Will U.S.-Asia Tensions Increase In '08?

Oxford Analytica
12.07.07, 6:00 AM ET

The deteriorating U.S. economy, presidential election season and tensions with Iran will influence U.S. Asia policy. However, beyond these important peripherals, Washington will confront increasing dissonance in Chinese foreign policy, new versions of old tensions over Taiwan and obstacles in the six-party talks on North Korea.

While the "opportunity costs" of the U.S. misadventure in Iraq have had a global impact, the most severe consequences of Washington's preoccupation with the Middle East may become evident next year in Asia. China made significant diplomatic and economic inroads in the region in 2007--particularly in southeast Asia. As the United States addresses its key strategic and trade priorities in Asia next year, it may find that it has less support than expected.

In 2008, Washington will maintain pressure on Beijing to play a constructive role in stemming nuclear proliferation in North Korea and Iran. However, new concerns over the stability of the "strategic partnership" and a growing malaise in public ties will make management of the bilateral relationship more difficult:

Military flaps. The dissonance over China's refusal to let the U.S.S. Kitty Hawk aircraft-carrier group make a port call in Hong Kong for Thanksgiving, and more seriously, China's prior decision to ignore a distress call from two U.S. minesweepers, were symptomatic of recent tensions in the military-to-military relationship:

--U.S. policymakers are concerned that they may have overestimated the strength of the U.S.-Chinese relationship on security issues.

--The disconnects over foreign and security policy within the Chinese government that these incidents may have uncovered have renewed concerns in Washington that the Chinese civilian leadership may not be able to control the People's Liberation Army (PLA) if a crisis erupts in the Taiwan Straits.

In 2008, both countries will continue to test one another on military and security issues, with symbolic gestures acquiring unusual significance. However, the Olympic year should prevent such disputes from getting out of hand.

Taiwan tensions. The possibility of a crisis in the Taiwan Straits may be greater than usual next year. Disconcerted by Washington's announcement of the sale of Patriot 2 anti-missile system upgrades to Taiwan, Beijing fears that F-16 warplanes may be next on Taipei's shopping list. Although no concrete steps have been taken in that direction, there is some basis for China's concerns, since the political significance of Taiwan will rise in a U.S. election year. Taiwan's own presidential election in March 2008 could exacerbate the situation. If Beijing tries to influence the outcome, as it did in 1996, Washington will be forced publicly to take Taiwan's side--however reluctantly and temporarily.

Economic competition. The bilateral economic agenda has expanded in recent years, with energy competition taking on a more urgent role, but in 2008 the most important issue will be China's management of its foreign reserves, which now exceed $1 trillion. In political terms, U.S. voters are ambivalent about Chinese investment:

--They want the U.S. trade deficit to be reduced through greater Chinese investment in the United States, as Japan did in the 1980s.

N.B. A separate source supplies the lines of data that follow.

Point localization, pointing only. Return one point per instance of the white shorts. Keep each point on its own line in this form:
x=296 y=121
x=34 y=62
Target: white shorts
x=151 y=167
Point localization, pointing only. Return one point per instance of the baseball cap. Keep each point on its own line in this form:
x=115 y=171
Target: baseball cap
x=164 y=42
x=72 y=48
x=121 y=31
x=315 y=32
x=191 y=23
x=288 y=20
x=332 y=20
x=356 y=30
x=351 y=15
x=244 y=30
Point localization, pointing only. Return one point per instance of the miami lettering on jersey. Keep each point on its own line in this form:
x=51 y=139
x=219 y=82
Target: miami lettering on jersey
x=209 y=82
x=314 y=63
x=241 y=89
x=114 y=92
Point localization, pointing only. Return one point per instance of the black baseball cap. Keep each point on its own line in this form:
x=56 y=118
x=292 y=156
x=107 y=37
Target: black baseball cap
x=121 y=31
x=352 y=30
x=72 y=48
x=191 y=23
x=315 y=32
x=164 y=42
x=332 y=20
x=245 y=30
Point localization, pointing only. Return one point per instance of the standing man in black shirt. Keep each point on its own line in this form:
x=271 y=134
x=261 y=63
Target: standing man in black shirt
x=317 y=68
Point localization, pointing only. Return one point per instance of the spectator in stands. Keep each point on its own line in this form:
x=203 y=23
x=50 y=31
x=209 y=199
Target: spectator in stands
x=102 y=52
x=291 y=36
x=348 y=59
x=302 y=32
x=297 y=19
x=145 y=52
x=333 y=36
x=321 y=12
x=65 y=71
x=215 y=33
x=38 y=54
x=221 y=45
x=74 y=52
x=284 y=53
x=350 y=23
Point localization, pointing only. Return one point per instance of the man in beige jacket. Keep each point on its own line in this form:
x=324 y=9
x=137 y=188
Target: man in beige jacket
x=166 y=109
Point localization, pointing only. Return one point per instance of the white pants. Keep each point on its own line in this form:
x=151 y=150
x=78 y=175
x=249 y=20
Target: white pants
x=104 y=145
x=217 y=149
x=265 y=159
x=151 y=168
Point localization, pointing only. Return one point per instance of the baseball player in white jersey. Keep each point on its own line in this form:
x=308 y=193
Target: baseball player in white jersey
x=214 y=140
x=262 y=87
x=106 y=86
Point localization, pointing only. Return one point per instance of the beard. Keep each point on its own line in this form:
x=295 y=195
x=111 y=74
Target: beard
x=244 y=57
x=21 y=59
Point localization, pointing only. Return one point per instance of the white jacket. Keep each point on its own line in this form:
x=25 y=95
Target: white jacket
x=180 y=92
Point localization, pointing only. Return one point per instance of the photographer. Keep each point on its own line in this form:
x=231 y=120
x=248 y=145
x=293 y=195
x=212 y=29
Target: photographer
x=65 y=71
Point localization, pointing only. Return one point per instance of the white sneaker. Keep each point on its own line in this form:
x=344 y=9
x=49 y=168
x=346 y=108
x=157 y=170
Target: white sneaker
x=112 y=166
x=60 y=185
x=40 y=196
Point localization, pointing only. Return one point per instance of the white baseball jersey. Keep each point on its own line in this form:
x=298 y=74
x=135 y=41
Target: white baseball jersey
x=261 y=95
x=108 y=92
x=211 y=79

--However, greater Chinese involvement in the U.S. economy raises concerns about national security, complicated by U.S. public anger over defective Chinese consumer goods and perceived cavalier comments from Chinese officials about "dumping" the dollar.

This dynamic is likely to increase hostile rhetoric toward Beijing by U.S. political candidates in 2008.

North Korean frustration? In his second term, President George Bush has centered his Asia policy largely on North Korea and the revived six-party talks on nuclear disarmament:

--Claiming success. For the administration to claim success in the six-party process, North Korea must make a credible declaration of its nuclear weapons, as agreed in March. Although this is scheduled before the close of 2007, Washington expects it to be overdue and incomplete.

--International stakes. The disclosures required in Pyongyang's declaration may indicate whether North Korean leader Kim Jong-Il is genuinely prepared to disarm. At stake is not only the success of the six-party process but also the applicability of the model to other international crises. Some within the Bush administration are considering the possibility of a similar international process for Iran.